When you become a senior you just have to trade some things. You trade a turkey waddle for empowerment, waist-level bosoms for the sense of humor you always wished you had, and spider veins for the balls, I mean courage you’ve shown as a senior woman. God is funny like that, isn’t she? She gives and takes, and I think she must be REALLY old, don’t you?
Oh. I’d devote this paragraph to senior sex, but I have nothing to report. And, I’m not even sure that’s an injustice.
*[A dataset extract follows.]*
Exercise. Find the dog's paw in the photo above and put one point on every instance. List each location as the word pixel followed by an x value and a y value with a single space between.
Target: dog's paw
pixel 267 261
Yes, that old saying is so true. Youth is wasted on the young. That’s because they’re stupid. You don’t get smart until you’re in your forties. That is unless by then you got paranoid schizophrenia, accidentally went deaf and dumb, or married Donald Trump. Be that as it may, wisdom is wasted on the young. We invented Dairy Queen, free sex, and peasant blouses. We think The Secret is real and that the world will end, so who cares about how smart you are? Really. We only have about three years here to have some fun and max out our Citi Cards.
I guess I wouldn’t mind being young again as long as I can still know what I know now. When I was young I thought all grown-ups were smarter than I was just because they were older and had a cocktail in their hand. Now I’m the older person with a cocktail in my hand and I’m just now figuring things out. It took me 69 years to figure out that you have to do what your heart tells you to do and you can’t get spilled fingernail polish out of the carpet no matter what you do.
I know now that the young people of today don’t want to hear anything we seniors have to say. They don’t’ want to listen to our well-learned lessons because they think we are relics who don’t know the first thing about Twitter, Facebook, or MySpace. That’s good, because secretly we are taking over the internet and learning how to use it to rid the world of texting, a Hanna Montana reboot, and Japanese computer-generated avatars with big, huge eyes. You can thank us for that one later.
And won’t you be surprised when suddenly the most important demographic becomes 60 to 80 years old instead of 18 to 24. All programming, ads and products will be aimed at us and ‘90210-2.0’ will go off the air in favor of…’The Kominski Method’!!! So learn all your lessons yourselves, you young punks. You’re on your own.